Resveratrol protection against cardiac remodeling and ischemia-reperfusion injury associated with hepatic lipid metabolism ameliorations and adipose tissue autotaxin pathway inhibition in a diet induced prediabetic female rat model

Prediabetes is associated with an increased CV risk, especially for women. Recent evidence highlights the importance of liver and adipose tissue (AT) in its stratification. Current therapeutic strategies lack cardioprotective effects in this context. We evaluated the cardioprotective effects of resveratrol supplementation versus diet intervention and their association with hepatic and AT alterations in prediabetic female rats submitted to a high-fat-high-sucrose diet (HFS). Female Wistar rats were divided into 4 groups fed for 5 months with: standard diet (CTRL), HFS diet (HFS), HFS diet supplemented for the last 2 months with resveratrol (RSV) or 2 months of standard diet after 3 months of HFS diet (RSD). In vivo MRI was performed to study cardiac morphology, function and perfusion. Tolerance to ischemia-reperfusion (IR) injury was investigated ex vivo by a simultaneous measurement of cardiac function and energy metabolism with ³¹P MRS. Hepatic steatosis, along with hepatic and AT lipid metabolism and inflammation gene expression, was studied.
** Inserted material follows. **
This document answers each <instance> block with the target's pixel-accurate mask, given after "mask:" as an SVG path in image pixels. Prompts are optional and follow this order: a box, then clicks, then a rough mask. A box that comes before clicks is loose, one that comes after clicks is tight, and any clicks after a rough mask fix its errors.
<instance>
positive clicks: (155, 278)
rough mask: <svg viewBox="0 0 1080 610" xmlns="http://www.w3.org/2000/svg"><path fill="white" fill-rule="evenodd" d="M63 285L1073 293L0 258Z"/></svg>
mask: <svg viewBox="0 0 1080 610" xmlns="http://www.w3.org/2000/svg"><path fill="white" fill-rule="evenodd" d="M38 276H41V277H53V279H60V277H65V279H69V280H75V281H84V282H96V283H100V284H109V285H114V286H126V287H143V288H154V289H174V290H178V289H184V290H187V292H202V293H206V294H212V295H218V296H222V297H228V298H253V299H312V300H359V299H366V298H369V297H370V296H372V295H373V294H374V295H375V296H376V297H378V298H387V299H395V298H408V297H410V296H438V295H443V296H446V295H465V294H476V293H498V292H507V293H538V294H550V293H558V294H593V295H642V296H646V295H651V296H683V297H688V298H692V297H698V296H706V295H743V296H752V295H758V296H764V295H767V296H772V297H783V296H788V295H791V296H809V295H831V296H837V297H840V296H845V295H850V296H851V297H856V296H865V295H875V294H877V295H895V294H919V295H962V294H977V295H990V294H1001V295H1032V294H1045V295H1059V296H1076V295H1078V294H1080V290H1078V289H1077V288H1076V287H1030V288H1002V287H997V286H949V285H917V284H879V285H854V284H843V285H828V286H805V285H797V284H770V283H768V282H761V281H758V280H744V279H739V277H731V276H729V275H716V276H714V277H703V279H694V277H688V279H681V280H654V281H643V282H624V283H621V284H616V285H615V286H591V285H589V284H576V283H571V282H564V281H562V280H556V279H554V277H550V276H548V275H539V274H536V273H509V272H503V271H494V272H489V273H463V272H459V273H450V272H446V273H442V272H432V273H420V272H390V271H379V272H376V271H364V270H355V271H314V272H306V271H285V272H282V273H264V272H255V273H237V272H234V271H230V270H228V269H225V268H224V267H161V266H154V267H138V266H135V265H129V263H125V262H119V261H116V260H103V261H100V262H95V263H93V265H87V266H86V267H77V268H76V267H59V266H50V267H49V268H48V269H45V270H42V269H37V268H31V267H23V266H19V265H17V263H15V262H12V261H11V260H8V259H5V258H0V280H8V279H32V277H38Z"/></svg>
HFS induced glucose intolerance, hepatic steatosis, higher diastolic LV volume, wall thickness, heart weight to tibia length ratio and altered myocardial tolerance to IR, with reduced function and energy metabolism. Both approaches improved glucose tolerance, reduced hepatic steatosis with lipid oxidation genes expression and ameliorated myocardial tolerance to IR. However, only RSV inhibited deleterious cardiac remodeling and autotaxin AT expression and plasma levels induced by HFS diet. RSV exhibited better cardioprotection than RSD, along with decreased hepatic steatosis and AT derived ATX, suggesting its protective potential against early cardiac alterations associated with prediabetes and NAFLD.